By contrast, Newsom vowed in 2019, when announcing his death penalty moratorium, that no California prisoner would be executed while he is in office because of his belief that capital punishment is discriminatory and unjust.

Even before Newsom's moratorium, executions had been on hold in California for years amid litigation over whether the state's lethal injection process constitutes cruel and unusual punishment. California's last execution was in 2006. There are 644 condemned people in California's prisons.

Read more: California to transform infamous San Quentin prison with Scandinavian ideas, rehab focus

Last year, Newsom announced plans to overhaul San Quentin, California's oldest prison, into a more rehabilitative facility with job training, substance-use and mental health programs as well as expanded academic classes, a model of incarceration more common in Scandinavian countries.

But death row prisoners will not be incorporated into the re-envisioned San Quentin. Outside of death row, the facility does not have the necessary security measures, including a "lethal electrified fence," to rehouse high-security prisoners in its general population.
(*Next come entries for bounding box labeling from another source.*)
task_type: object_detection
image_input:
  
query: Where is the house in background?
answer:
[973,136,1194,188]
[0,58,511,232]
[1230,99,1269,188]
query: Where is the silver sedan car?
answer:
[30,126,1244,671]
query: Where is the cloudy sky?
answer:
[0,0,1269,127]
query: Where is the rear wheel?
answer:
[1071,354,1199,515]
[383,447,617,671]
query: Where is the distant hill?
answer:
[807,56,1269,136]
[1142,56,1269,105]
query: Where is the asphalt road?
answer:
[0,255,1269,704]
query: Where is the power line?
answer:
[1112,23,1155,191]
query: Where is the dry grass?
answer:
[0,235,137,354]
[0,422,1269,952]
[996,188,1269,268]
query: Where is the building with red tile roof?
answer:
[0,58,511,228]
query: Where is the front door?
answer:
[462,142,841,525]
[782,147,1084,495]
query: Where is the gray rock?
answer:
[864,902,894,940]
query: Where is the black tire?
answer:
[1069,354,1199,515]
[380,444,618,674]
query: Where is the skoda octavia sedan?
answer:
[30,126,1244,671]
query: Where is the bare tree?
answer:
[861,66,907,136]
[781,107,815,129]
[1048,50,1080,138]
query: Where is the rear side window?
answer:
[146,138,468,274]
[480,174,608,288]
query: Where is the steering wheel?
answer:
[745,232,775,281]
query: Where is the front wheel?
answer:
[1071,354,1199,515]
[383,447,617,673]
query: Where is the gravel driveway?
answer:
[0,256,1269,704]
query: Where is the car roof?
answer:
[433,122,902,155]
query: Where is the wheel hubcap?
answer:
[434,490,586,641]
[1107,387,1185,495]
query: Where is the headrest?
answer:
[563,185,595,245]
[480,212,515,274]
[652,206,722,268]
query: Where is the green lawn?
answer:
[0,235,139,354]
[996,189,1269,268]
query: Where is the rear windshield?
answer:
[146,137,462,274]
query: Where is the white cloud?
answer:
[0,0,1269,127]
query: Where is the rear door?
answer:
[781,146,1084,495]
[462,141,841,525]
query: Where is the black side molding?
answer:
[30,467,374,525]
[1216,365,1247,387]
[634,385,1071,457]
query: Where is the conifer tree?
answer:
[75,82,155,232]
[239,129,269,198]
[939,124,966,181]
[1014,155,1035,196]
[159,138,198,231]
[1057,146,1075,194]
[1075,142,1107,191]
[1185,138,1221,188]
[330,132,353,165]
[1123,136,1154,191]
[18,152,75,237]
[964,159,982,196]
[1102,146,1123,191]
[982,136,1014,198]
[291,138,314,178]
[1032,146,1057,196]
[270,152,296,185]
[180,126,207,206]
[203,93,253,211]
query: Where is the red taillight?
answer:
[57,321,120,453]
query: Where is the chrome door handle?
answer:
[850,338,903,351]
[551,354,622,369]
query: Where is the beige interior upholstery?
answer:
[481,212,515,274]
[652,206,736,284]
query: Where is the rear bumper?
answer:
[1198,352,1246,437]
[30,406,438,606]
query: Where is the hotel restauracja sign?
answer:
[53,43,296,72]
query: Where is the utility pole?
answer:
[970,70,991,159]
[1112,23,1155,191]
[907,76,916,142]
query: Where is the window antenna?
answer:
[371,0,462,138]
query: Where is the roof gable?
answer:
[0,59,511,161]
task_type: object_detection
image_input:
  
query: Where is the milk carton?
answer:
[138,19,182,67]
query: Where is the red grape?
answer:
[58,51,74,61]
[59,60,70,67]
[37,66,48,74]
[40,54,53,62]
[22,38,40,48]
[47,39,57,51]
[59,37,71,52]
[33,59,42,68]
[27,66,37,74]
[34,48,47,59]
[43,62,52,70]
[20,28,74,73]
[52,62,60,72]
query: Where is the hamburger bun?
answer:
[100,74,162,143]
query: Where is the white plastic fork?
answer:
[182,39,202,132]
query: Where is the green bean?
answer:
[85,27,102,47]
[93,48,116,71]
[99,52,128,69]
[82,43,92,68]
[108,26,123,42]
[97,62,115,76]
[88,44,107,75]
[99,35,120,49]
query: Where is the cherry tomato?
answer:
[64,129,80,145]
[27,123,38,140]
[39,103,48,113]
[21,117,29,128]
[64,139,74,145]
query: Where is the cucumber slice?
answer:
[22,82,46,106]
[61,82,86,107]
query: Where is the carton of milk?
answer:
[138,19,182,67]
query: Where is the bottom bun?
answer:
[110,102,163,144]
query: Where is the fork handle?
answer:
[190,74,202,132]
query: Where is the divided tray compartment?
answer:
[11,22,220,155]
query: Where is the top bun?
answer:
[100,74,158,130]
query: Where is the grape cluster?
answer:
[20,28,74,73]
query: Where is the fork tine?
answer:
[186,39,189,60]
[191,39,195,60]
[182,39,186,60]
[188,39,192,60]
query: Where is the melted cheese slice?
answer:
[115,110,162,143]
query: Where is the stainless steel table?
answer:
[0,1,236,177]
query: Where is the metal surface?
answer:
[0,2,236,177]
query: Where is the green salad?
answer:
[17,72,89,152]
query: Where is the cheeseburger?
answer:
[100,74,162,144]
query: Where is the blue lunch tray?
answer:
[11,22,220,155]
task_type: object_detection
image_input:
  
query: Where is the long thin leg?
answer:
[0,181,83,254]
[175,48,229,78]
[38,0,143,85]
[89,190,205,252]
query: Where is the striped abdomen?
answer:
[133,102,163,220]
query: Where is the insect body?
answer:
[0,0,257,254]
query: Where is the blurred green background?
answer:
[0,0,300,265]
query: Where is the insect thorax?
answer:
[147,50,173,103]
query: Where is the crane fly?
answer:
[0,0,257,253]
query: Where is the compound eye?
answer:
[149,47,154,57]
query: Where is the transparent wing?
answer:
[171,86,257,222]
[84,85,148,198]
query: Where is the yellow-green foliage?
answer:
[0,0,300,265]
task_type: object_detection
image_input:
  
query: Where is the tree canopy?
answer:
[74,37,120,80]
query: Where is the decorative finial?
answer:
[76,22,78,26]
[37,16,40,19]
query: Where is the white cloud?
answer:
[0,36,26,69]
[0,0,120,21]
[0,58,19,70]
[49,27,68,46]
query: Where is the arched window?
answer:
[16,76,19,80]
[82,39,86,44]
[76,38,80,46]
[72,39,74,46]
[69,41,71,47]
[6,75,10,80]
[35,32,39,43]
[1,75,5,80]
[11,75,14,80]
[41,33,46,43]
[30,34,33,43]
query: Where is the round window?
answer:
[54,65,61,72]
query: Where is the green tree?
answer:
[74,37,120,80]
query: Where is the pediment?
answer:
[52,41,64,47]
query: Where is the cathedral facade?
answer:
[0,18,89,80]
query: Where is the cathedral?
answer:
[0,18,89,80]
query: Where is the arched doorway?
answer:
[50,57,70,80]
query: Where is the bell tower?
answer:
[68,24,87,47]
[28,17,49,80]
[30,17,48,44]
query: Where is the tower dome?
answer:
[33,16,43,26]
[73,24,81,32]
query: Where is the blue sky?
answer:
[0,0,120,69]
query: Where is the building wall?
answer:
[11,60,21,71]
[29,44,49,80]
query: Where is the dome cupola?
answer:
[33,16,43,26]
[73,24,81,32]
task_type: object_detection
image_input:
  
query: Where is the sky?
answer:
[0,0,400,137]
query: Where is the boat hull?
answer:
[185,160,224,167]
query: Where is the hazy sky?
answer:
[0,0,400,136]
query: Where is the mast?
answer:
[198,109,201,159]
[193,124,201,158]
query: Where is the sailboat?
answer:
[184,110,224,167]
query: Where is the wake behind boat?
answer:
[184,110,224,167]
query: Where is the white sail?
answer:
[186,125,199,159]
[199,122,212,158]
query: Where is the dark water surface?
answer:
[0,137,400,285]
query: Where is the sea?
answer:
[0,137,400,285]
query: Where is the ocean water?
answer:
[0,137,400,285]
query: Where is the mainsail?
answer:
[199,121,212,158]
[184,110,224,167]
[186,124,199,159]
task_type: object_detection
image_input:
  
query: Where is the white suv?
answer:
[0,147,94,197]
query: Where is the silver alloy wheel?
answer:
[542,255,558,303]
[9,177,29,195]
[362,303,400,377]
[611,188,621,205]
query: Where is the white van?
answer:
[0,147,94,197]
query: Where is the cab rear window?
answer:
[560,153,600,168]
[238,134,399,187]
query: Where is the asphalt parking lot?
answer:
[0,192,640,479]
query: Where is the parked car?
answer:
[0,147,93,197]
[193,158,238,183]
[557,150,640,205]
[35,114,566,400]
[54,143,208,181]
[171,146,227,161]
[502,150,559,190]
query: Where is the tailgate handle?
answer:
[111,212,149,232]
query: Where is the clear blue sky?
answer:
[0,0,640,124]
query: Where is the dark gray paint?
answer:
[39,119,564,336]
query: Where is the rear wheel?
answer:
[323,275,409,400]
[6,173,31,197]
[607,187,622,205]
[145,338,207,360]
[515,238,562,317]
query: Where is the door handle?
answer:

Newsom proposed $380 million last year to jump-start the San Quentin overhaul and set up an advisory council to implement his vision. But, faced with a looming state budget deficit topping $37 billion, lawmakers in both political parties, as well as the Legislature's nonpartisan financial advisors, have raised questions about the scope and timing.

The Legislative Analyst's Office recently recommended closing five prisons to reduce criminal justice spending, in addition to the two state prisons the Newsom administration has already closed. Meanwhile, the San Quentin advisory council in January recommended redirecting some of the money dedicated to the revamp to renovations that would more immediately improve living conditions at the prison.